"The limits of proper argument" is a phrase I use to describe a topic we cover in class related to whether there should consequences for what attorneys say at trial. Mike Frisch of The Legal Profession Blog reports today that the Kansas Supreme Court has added a new case on this subject.
In a case called State of Kansas v Decker, available here, the Court held that even though the prosecutor exceeded the limits of approved rhetoric, his misconduct "did not rise to the level of being so gross and flagrant as to constitute plain error."

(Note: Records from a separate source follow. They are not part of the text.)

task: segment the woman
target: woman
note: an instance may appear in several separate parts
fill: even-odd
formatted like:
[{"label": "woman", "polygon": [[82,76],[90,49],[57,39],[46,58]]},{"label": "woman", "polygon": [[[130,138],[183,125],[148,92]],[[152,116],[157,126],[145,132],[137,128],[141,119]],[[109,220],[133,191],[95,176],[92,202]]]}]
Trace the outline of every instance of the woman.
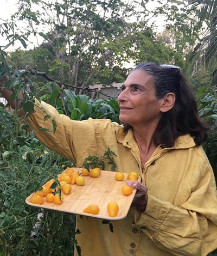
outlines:
[{"label": "woman", "polygon": [[[142,178],[142,184],[129,182],[137,192],[127,216],[112,222],[113,233],[101,220],[78,217],[81,255],[207,255],[217,247],[217,193],[200,145],[207,127],[187,80],[176,66],[143,63],[129,74],[118,100],[124,125],[71,120],[40,103],[57,123],[55,134],[36,132],[47,147],[78,167],[109,147],[117,155],[117,171],[136,171]],[[35,111],[28,118],[32,129],[52,130],[45,114]]]}]

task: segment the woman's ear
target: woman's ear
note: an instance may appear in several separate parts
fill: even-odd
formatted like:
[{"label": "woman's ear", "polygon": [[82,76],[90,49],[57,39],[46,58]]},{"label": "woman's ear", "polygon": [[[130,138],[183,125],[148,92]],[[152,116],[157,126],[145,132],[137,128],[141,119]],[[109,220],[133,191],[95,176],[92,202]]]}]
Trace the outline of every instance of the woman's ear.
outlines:
[{"label": "woman's ear", "polygon": [[168,93],[165,94],[162,100],[163,102],[159,110],[161,112],[165,113],[173,108],[176,100],[176,96],[173,93]]}]

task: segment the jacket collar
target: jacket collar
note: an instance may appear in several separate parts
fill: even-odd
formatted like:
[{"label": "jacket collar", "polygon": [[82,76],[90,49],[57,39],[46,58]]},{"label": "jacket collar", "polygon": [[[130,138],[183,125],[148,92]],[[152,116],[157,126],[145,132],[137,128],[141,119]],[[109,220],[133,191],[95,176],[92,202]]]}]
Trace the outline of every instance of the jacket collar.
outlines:
[{"label": "jacket collar", "polygon": [[[122,143],[124,146],[131,148],[136,144],[132,129],[125,131],[124,126],[122,125],[120,127],[116,127],[116,132],[117,141],[120,143]],[[186,134],[178,137],[173,146],[163,149],[168,151],[168,150],[176,149],[187,149],[193,148],[195,145],[196,144],[193,138],[190,135]]]}]

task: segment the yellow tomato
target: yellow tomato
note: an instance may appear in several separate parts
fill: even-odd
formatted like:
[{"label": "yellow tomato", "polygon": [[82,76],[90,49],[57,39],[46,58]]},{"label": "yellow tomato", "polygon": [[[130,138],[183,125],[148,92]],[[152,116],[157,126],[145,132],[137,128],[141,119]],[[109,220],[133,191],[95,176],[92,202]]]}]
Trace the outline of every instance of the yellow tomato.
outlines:
[{"label": "yellow tomato", "polygon": [[44,202],[44,198],[39,194],[34,194],[30,198],[30,203],[36,204],[42,204]]},{"label": "yellow tomato", "polygon": [[58,193],[57,194],[56,194],[55,196],[54,196],[54,202],[55,203],[57,204],[62,204],[62,203],[63,202],[63,196],[62,196],[62,194],[61,195],[61,196],[60,197],[60,198],[61,198],[61,200],[60,199],[60,197],[59,196],[59,194]]},{"label": "yellow tomato", "polygon": [[83,186],[85,183],[85,179],[82,176],[79,176],[75,179],[75,183],[79,186]]},{"label": "yellow tomato", "polygon": [[116,173],[114,178],[117,180],[123,180],[124,179],[124,174],[121,172],[117,172]]}]

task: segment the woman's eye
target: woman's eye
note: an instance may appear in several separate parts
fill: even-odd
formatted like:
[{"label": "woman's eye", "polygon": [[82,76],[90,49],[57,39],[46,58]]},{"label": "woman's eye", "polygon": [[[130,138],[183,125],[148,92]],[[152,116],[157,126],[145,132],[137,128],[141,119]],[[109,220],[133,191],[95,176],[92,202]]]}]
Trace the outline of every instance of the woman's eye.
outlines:
[{"label": "woman's eye", "polygon": [[137,92],[137,91],[138,91],[138,90],[140,90],[140,88],[139,87],[137,87],[137,86],[135,86],[133,87],[133,90],[135,92]]},{"label": "woman's eye", "polygon": [[125,89],[125,87],[124,86],[122,86],[122,92],[123,92]]}]

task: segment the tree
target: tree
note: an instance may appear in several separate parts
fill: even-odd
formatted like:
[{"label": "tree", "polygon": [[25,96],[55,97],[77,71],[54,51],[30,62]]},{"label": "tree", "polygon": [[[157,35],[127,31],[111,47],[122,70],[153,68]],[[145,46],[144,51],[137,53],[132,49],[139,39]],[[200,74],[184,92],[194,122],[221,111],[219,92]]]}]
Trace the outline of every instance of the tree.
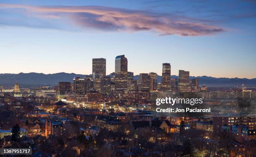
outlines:
[{"label": "tree", "polygon": [[20,127],[16,124],[12,129],[12,141],[19,142],[20,138]]}]

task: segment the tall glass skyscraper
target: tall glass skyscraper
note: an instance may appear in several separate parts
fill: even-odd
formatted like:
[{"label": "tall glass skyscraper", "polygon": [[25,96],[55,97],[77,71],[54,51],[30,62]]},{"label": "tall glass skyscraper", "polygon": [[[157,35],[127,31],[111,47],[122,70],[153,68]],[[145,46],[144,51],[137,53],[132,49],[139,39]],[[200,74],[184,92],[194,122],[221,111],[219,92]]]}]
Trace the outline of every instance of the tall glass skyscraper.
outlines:
[{"label": "tall glass skyscraper", "polygon": [[163,63],[161,87],[163,90],[171,90],[171,65]]},{"label": "tall glass skyscraper", "polygon": [[189,72],[179,71],[179,92],[189,92]]},{"label": "tall glass skyscraper", "polygon": [[87,80],[79,77],[75,77],[74,80],[74,92],[77,96],[84,97],[87,92]]},{"label": "tall glass skyscraper", "polygon": [[124,55],[117,56],[115,61],[115,90],[127,90],[128,61]]},{"label": "tall glass skyscraper", "polygon": [[151,92],[155,91],[157,90],[157,74],[155,72],[150,72],[148,74],[150,80]]},{"label": "tall glass skyscraper", "polygon": [[106,59],[105,58],[92,59],[92,75],[95,90],[101,91],[103,80],[106,76]]}]

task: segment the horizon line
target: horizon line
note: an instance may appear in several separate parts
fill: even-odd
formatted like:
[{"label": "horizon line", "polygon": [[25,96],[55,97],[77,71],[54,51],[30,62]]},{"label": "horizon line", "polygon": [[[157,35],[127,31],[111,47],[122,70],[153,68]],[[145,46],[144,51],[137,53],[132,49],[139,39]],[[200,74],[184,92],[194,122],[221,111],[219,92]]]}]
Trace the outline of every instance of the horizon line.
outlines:
[{"label": "horizon line", "polygon": [[[75,74],[75,75],[92,75],[92,74],[77,74],[77,73],[74,73],[74,72],[69,73],[69,72],[56,72],[56,73],[48,73],[48,74],[46,74],[46,73],[43,73],[43,72],[19,72],[18,73],[0,73],[0,75],[1,75],[1,74],[18,75],[18,74],[20,74],[20,73],[29,74],[29,73],[37,73],[37,74],[44,74],[44,75],[54,75],[54,74],[59,74],[59,73],[64,73],[68,74]],[[157,74],[157,73],[156,73],[156,74]],[[106,75],[106,76],[107,76],[107,75],[110,75],[110,74],[108,74],[108,75]],[[137,75],[133,75],[133,76],[136,76],[136,75],[139,75],[139,74],[137,74]],[[157,75],[158,76],[162,76],[161,75],[159,75],[158,74],[157,74]],[[171,76],[179,76],[179,75],[171,75]],[[211,77],[215,78],[217,78],[217,79],[218,79],[218,78],[228,78],[228,79],[238,78],[238,79],[248,79],[248,80],[256,79],[256,77],[251,78],[246,78],[246,77],[240,78],[240,77],[215,77],[210,76],[207,76],[207,75],[202,75],[202,76],[189,76],[189,77]]]}]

Judge for yourself. During his closing argument in a felony murder trial, the prosecutor stated:
"They [are] saying that Brandi shook the baby when? She shook the baby that night while she's in there feeding her putting her to bed, is that what they want you to believe? They are saying that there's a reasonable doubt about that, that you don't know who did it. Well, you do when you look at all the evidence. And another thing is he's no longer presumed innocent. Case is in. Evidence is in. At this point based on everything that we've proved, he's guilty." (Emphasis added.)
The Court concluded that "[i]t does appear that the prosecutor was attempting to convey that the State had overcome the presumption of innocence by "everything that [it] proved." We see no manifestation of ill will. . . . The comment likely had little weight in the minds of the jurors, and we find that the error was harmless." The court rejected a number of other contentions and affirmed the conviction.